USA Today's For the Win, "What's wrong with Steph Curry's leg, according to a medical expert"
By Nina Mandell
Steph Curry said on Tuesday that the Warriors training staff told him to expect it would take four weeks for his left shin contusion to heal — time he wasn’t going to take sitting on the bench. “I’m not going to sit out four weeks, so just got to figure out how to protect it while I’m out on the floor and keep playing,” he said (via ESPN). “We’ve done a good amount and just had a couple unlucky plays, and we’ll keep addressing it.”
So what’s exactly wrong with him? We spoke to Dr. Brion Gardner, an orthopedic surgeon at The Centers for Advanced Orthopaedics for some answers.
WHAT IS A LEFT SHIN CONTUSION?
It’s a “bruise of the muscles around the shin and in the most severe form can be a deep bone bruise,” said Gardner. “Which seems like what he may have. He had a direct blow to his shin and had some bruising on the lining around the bone.” It’s hard to say how severe the injury is without looking at it, but according to Gardner a left shin contusion “basically is just a fancy way of saying he was kicked in his shin” and suffered some bruising.
WHAT’S THE WORST CASE SCENARIO?
“In the worst case scenario a deep bone bruise in the shin is one level before a stress fracture and what makes it bad is it takes it a long time to heal,” Gardner said. “It generally doesn’t require surgery but it can be a prolonged period of time to heal. And again the worst case scenario is it can take several months to heal and the treatment is rest and avoiding impact activity which is difficult, if not impossible, in the middle of the basketball season.” That time frame for healing, of course, can be prolonged if Curry keeps playing on the worst-case scenario.
AND IF IT’S JUST A MINOR OR MODERATE BRUISE?
“It should heal faster,” said Gardner. “I think if it’s he got kicked in the shin and not a deep bone bruise that would show up on an MRI … the four-week time frame is a realistic expectation that with four weeks of rest and/or physical therapy then it should heal up.”
SO IS IT A BAD IDEA FOR HIM TO KEEP PLAYING?

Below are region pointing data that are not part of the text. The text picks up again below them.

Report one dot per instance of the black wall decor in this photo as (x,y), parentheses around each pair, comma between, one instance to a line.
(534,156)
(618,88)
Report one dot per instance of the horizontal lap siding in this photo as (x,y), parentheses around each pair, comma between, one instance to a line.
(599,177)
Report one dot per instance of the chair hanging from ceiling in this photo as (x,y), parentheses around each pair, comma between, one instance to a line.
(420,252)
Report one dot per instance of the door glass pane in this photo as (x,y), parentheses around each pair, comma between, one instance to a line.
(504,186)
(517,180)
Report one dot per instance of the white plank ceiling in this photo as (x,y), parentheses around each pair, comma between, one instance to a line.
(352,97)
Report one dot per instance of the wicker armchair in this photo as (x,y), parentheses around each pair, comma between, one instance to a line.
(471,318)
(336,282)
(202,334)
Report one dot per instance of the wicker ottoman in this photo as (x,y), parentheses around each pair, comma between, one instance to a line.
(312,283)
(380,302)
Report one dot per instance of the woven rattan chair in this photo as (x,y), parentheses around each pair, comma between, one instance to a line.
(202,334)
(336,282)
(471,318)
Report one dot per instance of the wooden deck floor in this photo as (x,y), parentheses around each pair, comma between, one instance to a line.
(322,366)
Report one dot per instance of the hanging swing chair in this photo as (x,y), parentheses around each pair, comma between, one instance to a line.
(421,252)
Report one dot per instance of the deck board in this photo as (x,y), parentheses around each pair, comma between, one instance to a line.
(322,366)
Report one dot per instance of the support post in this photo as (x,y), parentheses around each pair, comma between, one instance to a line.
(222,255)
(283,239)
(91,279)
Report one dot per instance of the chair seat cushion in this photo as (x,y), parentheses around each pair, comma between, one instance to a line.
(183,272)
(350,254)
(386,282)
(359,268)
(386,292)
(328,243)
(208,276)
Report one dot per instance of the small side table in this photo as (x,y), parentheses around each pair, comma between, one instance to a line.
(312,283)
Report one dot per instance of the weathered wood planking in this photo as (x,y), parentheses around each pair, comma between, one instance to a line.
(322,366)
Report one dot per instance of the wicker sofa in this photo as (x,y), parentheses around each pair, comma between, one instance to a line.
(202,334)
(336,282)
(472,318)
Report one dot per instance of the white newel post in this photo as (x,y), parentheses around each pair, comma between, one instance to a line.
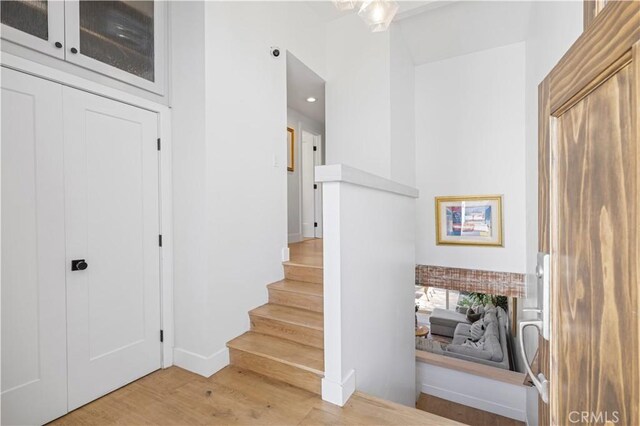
(369,261)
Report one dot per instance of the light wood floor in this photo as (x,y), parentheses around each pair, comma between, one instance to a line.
(463,413)
(234,396)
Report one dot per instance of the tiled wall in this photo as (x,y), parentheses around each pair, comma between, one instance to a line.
(472,280)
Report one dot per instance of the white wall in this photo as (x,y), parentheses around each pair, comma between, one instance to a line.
(553,27)
(358,102)
(230,180)
(299,122)
(402,112)
(368,288)
(470,139)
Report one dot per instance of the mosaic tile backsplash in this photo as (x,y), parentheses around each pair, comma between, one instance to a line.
(509,284)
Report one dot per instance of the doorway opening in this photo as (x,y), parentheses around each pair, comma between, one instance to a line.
(305,150)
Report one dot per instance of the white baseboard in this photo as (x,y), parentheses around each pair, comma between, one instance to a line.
(285,254)
(295,238)
(196,363)
(339,393)
(471,401)
(485,394)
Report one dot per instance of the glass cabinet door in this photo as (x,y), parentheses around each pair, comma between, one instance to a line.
(37,24)
(122,39)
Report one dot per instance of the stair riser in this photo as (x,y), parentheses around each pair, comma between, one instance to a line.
(303,273)
(276,370)
(296,300)
(295,333)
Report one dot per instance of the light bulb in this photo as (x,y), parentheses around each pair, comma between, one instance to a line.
(343,5)
(378,14)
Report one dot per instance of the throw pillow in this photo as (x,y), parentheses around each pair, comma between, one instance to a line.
(474,345)
(477,330)
(472,315)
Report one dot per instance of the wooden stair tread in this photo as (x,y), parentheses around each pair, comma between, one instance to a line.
(305,265)
(294,354)
(301,317)
(302,287)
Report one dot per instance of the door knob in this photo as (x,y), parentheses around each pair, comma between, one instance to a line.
(79,265)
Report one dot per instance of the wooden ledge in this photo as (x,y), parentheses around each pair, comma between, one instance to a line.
(493,373)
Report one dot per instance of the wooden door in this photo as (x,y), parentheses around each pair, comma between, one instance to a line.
(34,353)
(590,220)
(112,223)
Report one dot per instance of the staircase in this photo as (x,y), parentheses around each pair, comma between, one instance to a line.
(286,338)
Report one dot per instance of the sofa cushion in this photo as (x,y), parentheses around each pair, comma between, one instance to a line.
(447,318)
(476,330)
(492,329)
(472,352)
(472,315)
(462,329)
(492,346)
(490,317)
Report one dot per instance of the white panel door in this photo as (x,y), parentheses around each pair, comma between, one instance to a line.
(308,196)
(34,362)
(317,161)
(112,219)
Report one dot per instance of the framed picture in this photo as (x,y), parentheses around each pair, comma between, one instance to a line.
(474,220)
(291,144)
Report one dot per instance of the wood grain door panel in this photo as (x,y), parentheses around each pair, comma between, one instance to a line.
(589,214)
(594,255)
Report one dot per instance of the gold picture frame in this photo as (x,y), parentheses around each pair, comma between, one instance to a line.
(472,220)
(291,144)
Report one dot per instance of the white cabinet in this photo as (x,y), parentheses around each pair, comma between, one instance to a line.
(37,24)
(124,40)
(79,182)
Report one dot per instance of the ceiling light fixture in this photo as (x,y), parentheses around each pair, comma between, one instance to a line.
(343,5)
(378,14)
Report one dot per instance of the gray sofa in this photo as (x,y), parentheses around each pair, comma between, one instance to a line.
(444,321)
(493,350)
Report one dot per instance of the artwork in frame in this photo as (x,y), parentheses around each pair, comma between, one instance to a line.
(291,144)
(474,220)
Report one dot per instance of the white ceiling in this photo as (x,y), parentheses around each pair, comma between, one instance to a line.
(301,84)
(327,11)
(464,27)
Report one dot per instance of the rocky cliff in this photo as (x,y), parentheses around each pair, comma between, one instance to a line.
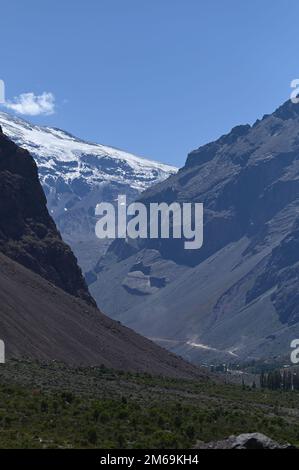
(28,234)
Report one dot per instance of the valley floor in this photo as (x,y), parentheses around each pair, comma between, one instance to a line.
(51,405)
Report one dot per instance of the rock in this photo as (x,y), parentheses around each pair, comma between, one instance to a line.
(254,440)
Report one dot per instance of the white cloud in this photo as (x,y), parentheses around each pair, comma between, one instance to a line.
(32,105)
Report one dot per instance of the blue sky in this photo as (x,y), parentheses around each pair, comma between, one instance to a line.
(155,77)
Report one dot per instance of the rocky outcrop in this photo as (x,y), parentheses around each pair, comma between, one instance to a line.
(28,234)
(254,440)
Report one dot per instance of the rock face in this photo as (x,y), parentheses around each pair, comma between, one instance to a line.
(245,441)
(237,297)
(28,234)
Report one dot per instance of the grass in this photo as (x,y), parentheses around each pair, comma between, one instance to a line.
(55,406)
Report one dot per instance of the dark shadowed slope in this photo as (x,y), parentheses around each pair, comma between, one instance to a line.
(39,320)
(27,232)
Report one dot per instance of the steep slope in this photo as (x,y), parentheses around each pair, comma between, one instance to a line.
(236,297)
(27,232)
(76,175)
(40,321)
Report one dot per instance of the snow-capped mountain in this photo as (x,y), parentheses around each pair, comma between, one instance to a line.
(76,175)
(62,155)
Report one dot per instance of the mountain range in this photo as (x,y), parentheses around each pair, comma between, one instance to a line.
(76,175)
(236,297)
(46,310)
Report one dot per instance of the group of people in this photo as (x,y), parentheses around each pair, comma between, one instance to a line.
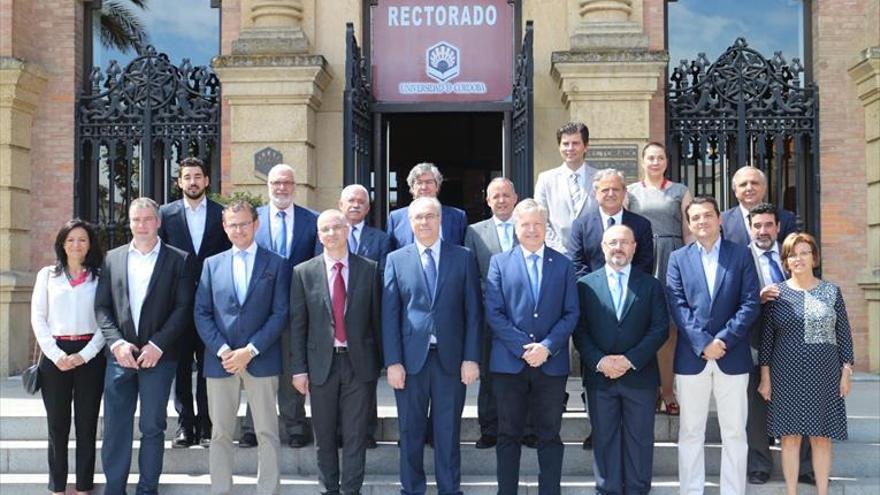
(653,286)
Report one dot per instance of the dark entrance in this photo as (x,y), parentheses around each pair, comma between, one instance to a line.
(466,147)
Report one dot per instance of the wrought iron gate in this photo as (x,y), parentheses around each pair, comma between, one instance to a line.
(522,125)
(133,126)
(745,109)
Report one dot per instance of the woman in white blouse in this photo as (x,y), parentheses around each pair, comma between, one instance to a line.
(72,369)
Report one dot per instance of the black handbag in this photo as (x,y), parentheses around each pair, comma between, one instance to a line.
(30,378)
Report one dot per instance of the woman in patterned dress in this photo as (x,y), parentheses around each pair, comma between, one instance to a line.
(663,203)
(806,359)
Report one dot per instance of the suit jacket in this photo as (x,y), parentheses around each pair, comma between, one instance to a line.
(516,319)
(174,231)
(167,307)
(700,319)
(641,331)
(585,244)
(482,239)
(312,325)
(734,229)
(305,235)
(374,245)
(259,321)
(453,224)
(551,191)
(410,316)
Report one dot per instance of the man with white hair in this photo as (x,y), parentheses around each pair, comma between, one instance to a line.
(291,232)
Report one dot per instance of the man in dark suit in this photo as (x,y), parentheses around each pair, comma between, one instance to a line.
(336,355)
(750,188)
(424,181)
(290,231)
(431,318)
(712,293)
(531,307)
(193,224)
(623,323)
(143,305)
(765,249)
(485,239)
(241,311)
(373,244)
(585,243)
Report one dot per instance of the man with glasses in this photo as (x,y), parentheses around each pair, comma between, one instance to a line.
(240,313)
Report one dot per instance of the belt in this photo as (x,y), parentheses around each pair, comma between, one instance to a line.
(85,336)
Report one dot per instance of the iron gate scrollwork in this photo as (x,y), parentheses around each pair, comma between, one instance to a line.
(745,109)
(522,123)
(133,126)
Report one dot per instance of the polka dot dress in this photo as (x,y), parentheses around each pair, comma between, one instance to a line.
(806,339)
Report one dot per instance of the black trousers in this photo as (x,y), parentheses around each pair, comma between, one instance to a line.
(83,387)
(195,420)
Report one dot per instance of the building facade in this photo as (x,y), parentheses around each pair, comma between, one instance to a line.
(282,69)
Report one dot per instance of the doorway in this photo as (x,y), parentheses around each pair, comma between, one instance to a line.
(468,148)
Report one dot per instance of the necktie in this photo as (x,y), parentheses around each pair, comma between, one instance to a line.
(618,299)
(534,279)
(281,247)
(240,276)
(352,241)
(430,272)
(339,304)
(775,272)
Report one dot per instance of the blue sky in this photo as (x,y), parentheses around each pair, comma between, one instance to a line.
(711,26)
(180,28)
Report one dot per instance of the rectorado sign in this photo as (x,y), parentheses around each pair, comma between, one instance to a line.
(442,51)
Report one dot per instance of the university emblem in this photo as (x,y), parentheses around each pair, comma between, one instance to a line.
(442,61)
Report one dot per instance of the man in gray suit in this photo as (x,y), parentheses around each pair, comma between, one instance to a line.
(764,227)
(485,239)
(335,354)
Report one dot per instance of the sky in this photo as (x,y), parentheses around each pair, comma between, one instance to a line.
(179,28)
(711,26)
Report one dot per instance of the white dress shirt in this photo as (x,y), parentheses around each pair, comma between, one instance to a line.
(195,221)
(710,264)
(57,308)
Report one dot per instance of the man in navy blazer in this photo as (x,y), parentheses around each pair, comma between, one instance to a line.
(712,293)
(373,244)
(585,243)
(240,313)
(424,181)
(531,308)
(290,231)
(623,323)
(431,318)
(193,224)
(750,188)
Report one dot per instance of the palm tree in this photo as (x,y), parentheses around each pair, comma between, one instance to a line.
(121,28)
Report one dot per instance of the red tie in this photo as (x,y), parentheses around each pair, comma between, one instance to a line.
(339,304)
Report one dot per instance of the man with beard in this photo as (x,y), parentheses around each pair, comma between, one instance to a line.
(623,323)
(193,224)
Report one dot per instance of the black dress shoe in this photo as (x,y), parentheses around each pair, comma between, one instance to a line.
(298,441)
(758,477)
(247,440)
(371,442)
(185,438)
(486,442)
(588,442)
(807,479)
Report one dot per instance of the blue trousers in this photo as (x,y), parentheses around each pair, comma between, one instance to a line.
(122,389)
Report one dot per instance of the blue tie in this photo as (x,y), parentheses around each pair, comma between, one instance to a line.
(775,272)
(534,280)
(430,272)
(281,248)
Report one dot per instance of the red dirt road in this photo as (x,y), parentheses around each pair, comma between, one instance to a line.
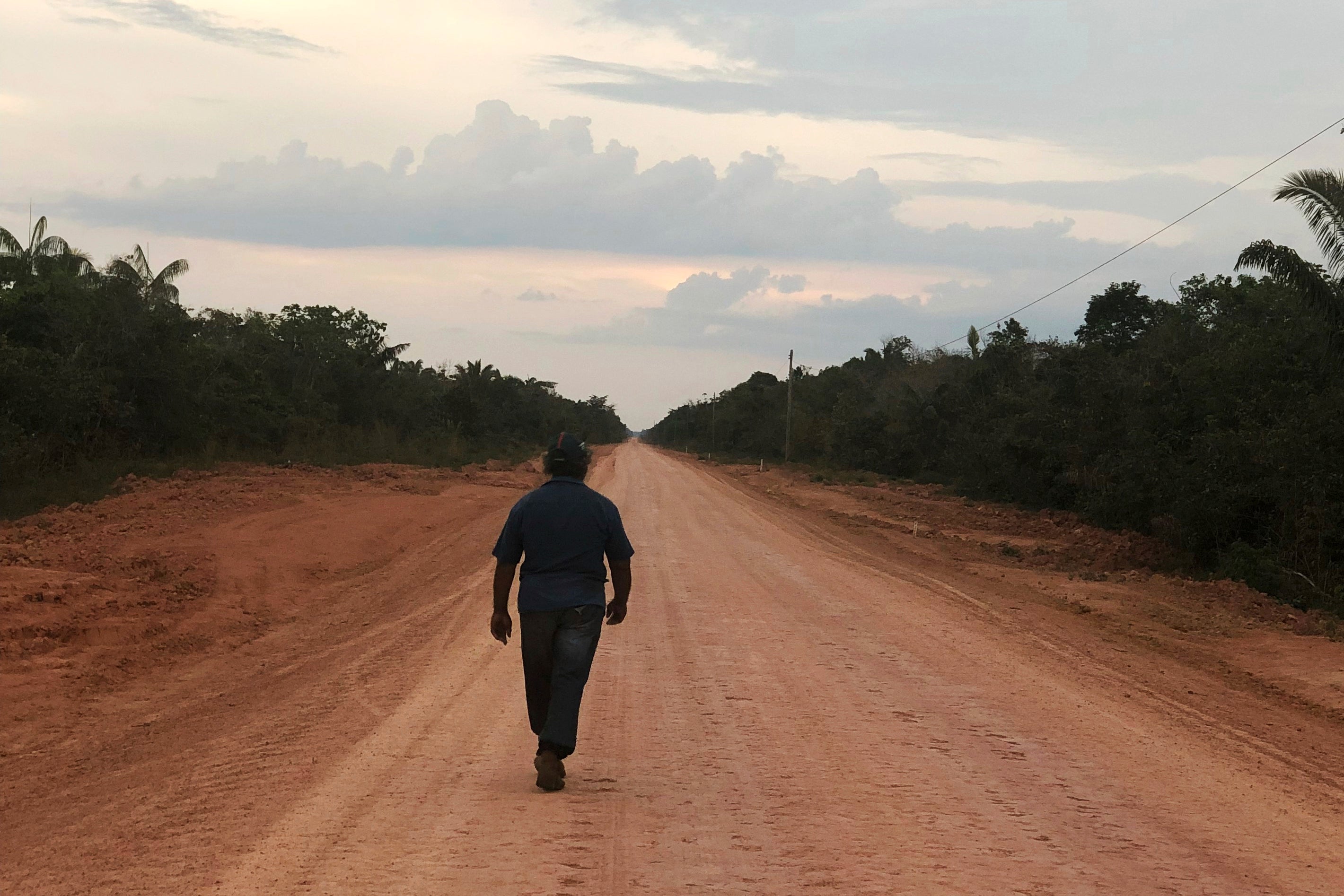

Not really, said Gardner. “It’s really the amount of pain hes experiencing will determine [if he can play]. If he’s having pain but he’s willing to play, I don’t think anyone would have a problem with him playing.” Curry, it should be noted, has left games in pain when it comes in hard contact with another player on the court — for example, when he hit his shin on Roy Hibbert’s leg against the Lakers.